Study Shows Legalized Marijuana Is Making Our Borders Safer

Photo Credit: Miloslav Hamřík

One of the main arguments President Trump and others have cited in support of the border wall is drug smuggling. In the U.S., marijuana is the main drug that is transported through areas where the border wall would make a difference.

But according to a study by the Cato Institute, U.S. Customs and Border Patrol seizure figures show that the amount of marijuana coming into the country has been falling continuously since 2014, when individual states began legalization. In 2018, the average Border Patrol agent seized 78 percent less marijuana than in 2013.

That’s more than doubling the number of Border Patrol agents and building 600 miles of border fencing did between 2003 and 2009. Despite these measures as well as deploying various surveillance technologies, the rate of marijuana remained unchanged through 2013 at an average of 115 pounds per agent. The number only began falling once states started legalizing marijuana in 2014.

But it’s not just marijuana. The value of all drugs being seized along the border between ports of entry has fallen by 70 percent since 2013. That’s because most drug smuggling activity now occurs primarily at ports of entry – areas where the border wall would have no effect. At the points of entry, the average inspector made seizures up to three times more valuable than those made by Border Patrol agents.

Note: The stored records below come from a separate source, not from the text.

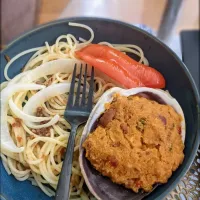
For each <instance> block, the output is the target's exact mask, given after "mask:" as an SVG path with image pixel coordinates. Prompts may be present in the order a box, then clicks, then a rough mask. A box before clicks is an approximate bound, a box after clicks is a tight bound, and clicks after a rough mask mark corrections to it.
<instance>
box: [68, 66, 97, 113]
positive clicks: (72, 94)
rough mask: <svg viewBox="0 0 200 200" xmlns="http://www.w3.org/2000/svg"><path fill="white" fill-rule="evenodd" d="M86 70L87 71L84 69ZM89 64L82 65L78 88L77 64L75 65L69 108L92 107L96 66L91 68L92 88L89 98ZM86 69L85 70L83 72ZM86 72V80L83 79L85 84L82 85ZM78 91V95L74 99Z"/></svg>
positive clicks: (68, 105)
mask: <svg viewBox="0 0 200 200" xmlns="http://www.w3.org/2000/svg"><path fill="white" fill-rule="evenodd" d="M84 70H85V71H84ZM87 70H88V67H87V64H86V66H85V68H83V65H82V64H81V66H80V73H79V76H78V79H79V80H78V86H77V90H76V87H75V85H76V73H77V64H75V66H74V71H73V76H72V81H71V86H70V92H69V98H68V103H67V109H71V108H72V107H73V108H80V107H81V108H86V109H88V110H91V109H92V100H93V91H94V67H92V70H91V77H90V88H89V92H88V99H87V95H86V92H87V90H86V86H87ZM83 71H84V72H83ZM83 74H84V80H83V86H81V85H82V80H81V79H82V76H83ZM81 89H82V97H81ZM75 93H76V97H75V99H74V96H75Z"/></svg>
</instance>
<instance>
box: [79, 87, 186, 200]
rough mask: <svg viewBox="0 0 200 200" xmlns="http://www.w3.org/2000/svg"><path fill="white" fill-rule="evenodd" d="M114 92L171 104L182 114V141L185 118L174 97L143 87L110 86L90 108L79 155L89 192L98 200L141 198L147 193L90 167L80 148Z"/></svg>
mask: <svg viewBox="0 0 200 200" xmlns="http://www.w3.org/2000/svg"><path fill="white" fill-rule="evenodd" d="M115 93H118V94H120V95H122V96H131V95H139V96H143V97H145V98H148V99H151V100H155V101H157V102H159V103H160V104H168V105H171V106H172V107H173V108H174V109H175V110H176V112H177V113H179V114H180V115H181V116H182V119H183V120H182V122H181V135H182V139H183V142H184V140H185V119H184V115H183V111H182V109H181V107H180V105H179V104H178V102H177V101H176V100H175V99H174V98H172V97H171V96H170V95H169V93H167V92H165V91H163V90H157V89H151V88H145V87H142V88H134V89H129V90H124V89H121V88H112V89H110V90H108V91H107V92H105V93H104V94H103V96H102V97H101V98H100V99H99V101H98V103H97V104H96V106H95V107H94V109H93V110H92V112H91V114H90V117H89V119H88V122H87V124H86V126H85V128H84V130H83V134H82V138H81V145H80V157H79V162H80V167H81V171H82V174H83V176H84V179H85V182H86V184H87V186H88V188H89V190H90V192H91V193H92V194H93V195H94V196H95V197H96V198H97V199H98V200H100V199H101V200H141V199H143V198H144V197H145V196H147V195H148V194H149V193H146V192H143V191H139V192H138V193H135V192H133V191H132V190H129V189H126V188H125V187H124V186H122V185H118V184H116V183H113V182H112V181H111V180H110V179H109V178H107V177H105V176H102V175H101V174H100V173H99V172H98V171H97V170H95V169H94V168H93V167H92V165H91V164H90V162H89V161H88V160H87V159H86V157H85V150H84V149H83V148H82V143H83V142H84V140H85V139H86V137H87V135H88V134H89V133H91V131H92V130H94V128H95V127H96V122H97V120H98V119H99V117H100V116H101V114H102V113H103V112H104V111H105V106H104V105H105V103H111V102H112V100H113V94H115ZM156 187H157V185H155V186H154V188H153V189H155V188H156Z"/></svg>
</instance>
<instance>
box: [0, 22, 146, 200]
mask: <svg viewBox="0 0 200 200" xmlns="http://www.w3.org/2000/svg"><path fill="white" fill-rule="evenodd" d="M69 25H70V26H75V27H81V28H84V29H86V30H88V31H89V32H90V34H91V37H90V38H89V40H85V39H83V38H80V39H79V40H77V39H76V38H75V37H74V36H73V35H72V34H67V35H61V36H59V37H58V38H57V40H56V42H55V44H53V45H52V46H51V45H49V43H48V42H45V46H43V47H37V48H33V49H29V50H26V51H24V52H21V53H20V54H18V55H16V56H15V57H13V58H12V59H11V60H10V61H9V62H8V63H7V65H6V67H5V70H4V76H5V78H6V79H7V81H6V82H4V83H2V84H1V90H3V89H4V88H6V87H8V86H9V85H12V84H16V83H20V80H22V79H23V77H26V76H27V75H29V74H30V73H31V71H32V70H33V69H35V68H39V67H40V66H41V65H42V64H44V63H47V62H50V61H52V60H58V59H73V60H75V61H78V59H76V57H75V54H74V52H75V51H76V50H78V49H80V48H82V47H84V46H86V45H88V44H90V43H92V41H93V38H94V32H93V30H92V29H91V28H90V27H88V26H86V25H83V24H78V23H69ZM100 44H102V45H108V46H110V47H112V48H116V49H118V50H120V51H123V52H125V53H126V52H127V53H133V54H135V55H137V56H138V57H139V62H142V63H144V64H146V65H148V61H147V59H146V58H145V57H144V54H143V51H142V49H141V48H140V47H138V46H136V45H130V44H125V45H121V44H110V43H108V42H101V43H100ZM32 52H35V53H34V54H33V55H32V57H31V58H30V59H29V60H28V62H27V63H26V65H25V67H24V68H23V73H21V74H19V75H17V76H16V77H14V78H13V79H12V80H11V79H10V78H9V76H8V70H9V68H10V67H11V64H12V63H13V62H17V59H18V58H20V57H21V56H24V55H25V54H28V53H32ZM71 78H72V74H71V73H63V72H60V71H57V73H55V74H51V75H46V76H44V77H40V78H39V79H37V80H34V82H33V83H37V84H41V85H45V86H47V87H49V86H51V85H55V84H61V83H62V84H63V83H70V82H71ZM94 80H95V85H96V88H95V91H94V104H95V103H96V102H97V101H98V99H99V98H100V97H101V95H102V94H103V93H104V92H105V91H106V90H107V89H109V88H111V87H113V86H114V85H113V83H110V82H107V81H105V80H104V79H102V78H100V77H97V76H96V77H95V78H94ZM24 84H26V83H25V82H24ZM87 88H89V78H88V82H87ZM37 93H38V91H33V90H29V91H22V92H17V93H15V94H14V95H13V96H12V97H11V98H10V101H9V102H10V103H9V105H12V106H16V107H17V108H18V109H20V110H22V111H23V107H24V105H26V104H27V102H28V101H29V100H30V99H31V98H32V97H33V96H34V95H36V94H37ZM67 99H68V93H65V94H60V95H58V96H54V97H51V98H50V99H48V100H47V101H45V102H44V103H41V105H40V106H39V107H38V108H37V112H36V116H35V117H43V118H45V117H46V118H47V119H49V120H50V119H52V118H53V117H55V115H56V114H58V115H59V119H58V121H57V123H56V124H55V123H54V124H51V126H49V125H48V123H45V122H44V125H43V122H42V121H40V122H37V123H33V124H32V123H31V122H30V121H29V123H27V122H26V121H24V120H22V119H19V118H17V117H16V115H15V114H14V113H13V111H12V109H11V107H10V106H9V105H8V112H7V113H8V114H7V115H8V116H7V117H8V119H7V121H8V126H9V131H10V134H11V137H12V139H13V141H14V142H15V144H16V145H17V146H18V147H24V151H23V152H21V153H12V152H9V151H8V150H6V149H1V159H2V162H3V165H4V167H5V169H6V171H7V173H8V174H13V175H14V176H15V178H16V179H18V180H19V181H24V180H30V181H31V183H32V184H33V185H35V186H38V187H40V189H41V190H42V191H43V192H44V193H45V194H46V195H48V196H54V195H55V190H56V187H57V183H58V179H59V174H60V171H61V168H62V162H63V156H64V152H65V150H66V146H67V141H68V137H69V134H70V125H69V124H68V122H66V121H65V119H64V116H63V114H64V110H65V107H66V103H67ZM34 119H35V118H34ZM30 123H31V124H32V127H31V126H30ZM38 123H40V124H38ZM47 125H48V126H47ZM40 127H42V128H40ZM82 130H83V127H79V128H78V131H77V136H76V141H75V148H74V157H73V164H72V178H71V185H70V188H71V190H70V191H71V193H70V199H74V200H75V199H84V200H88V199H94V197H92V196H91V194H90V193H89V191H88V190H87V189H86V190H85V187H83V186H84V179H83V177H82V175H81V170H80V166H79V162H78V157H79V151H78V150H79V143H80V136H81V133H82Z"/></svg>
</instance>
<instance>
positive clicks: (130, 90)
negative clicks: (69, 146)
mask: <svg viewBox="0 0 200 200" xmlns="http://www.w3.org/2000/svg"><path fill="white" fill-rule="evenodd" d="M184 140H185V119H184V114H183V111H182V109H181V107H180V105H179V104H178V102H177V101H176V100H175V99H174V98H173V97H172V96H171V95H170V94H169V93H168V92H165V91H163V90H158V89H152V88H146V87H141V88H133V89H129V90H125V89H121V88H117V87H115V88H112V89H110V90H108V91H107V92H105V93H104V94H103V96H102V97H101V98H100V99H99V101H98V102H97V104H96V106H95V107H94V108H93V111H92V113H91V114H90V117H89V120H88V122H87V124H86V126H85V128H84V131H83V134H82V140H81V146H80V157H79V159H80V160H79V161H80V166H81V170H82V173H83V176H84V179H85V181H86V184H87V186H88V188H89V189H90V191H91V192H92V193H93V195H94V196H95V197H96V198H97V199H133V198H135V199H141V198H142V197H143V196H145V195H146V194H148V193H149V192H151V191H152V190H153V188H154V187H155V185H157V184H163V183H166V182H167V181H168V179H169V178H170V177H171V175H172V173H173V171H175V170H176V169H177V168H178V167H179V165H180V164H181V163H182V161H183V159H184V153H183V150H184ZM122 187H126V188H127V190H122Z"/></svg>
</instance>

That’s mostly due to the fact that there, it is harder drugs being smuggled. The average port inspector seized 36 times more heroin, 23 times more methamphetamine, 17 times more fentanyl, and 8 times more cocaine by weight than the average Border Patrol agent.

When you consider these trends, adding more Border Patrol agents, or building an expensive border wall seems like a waste of taxpayer dollars. Marijuana legalization has done more to reduce cross-border smuggling than doubling Border Patrol agents and construction of the border fence did between 2003 and 2009.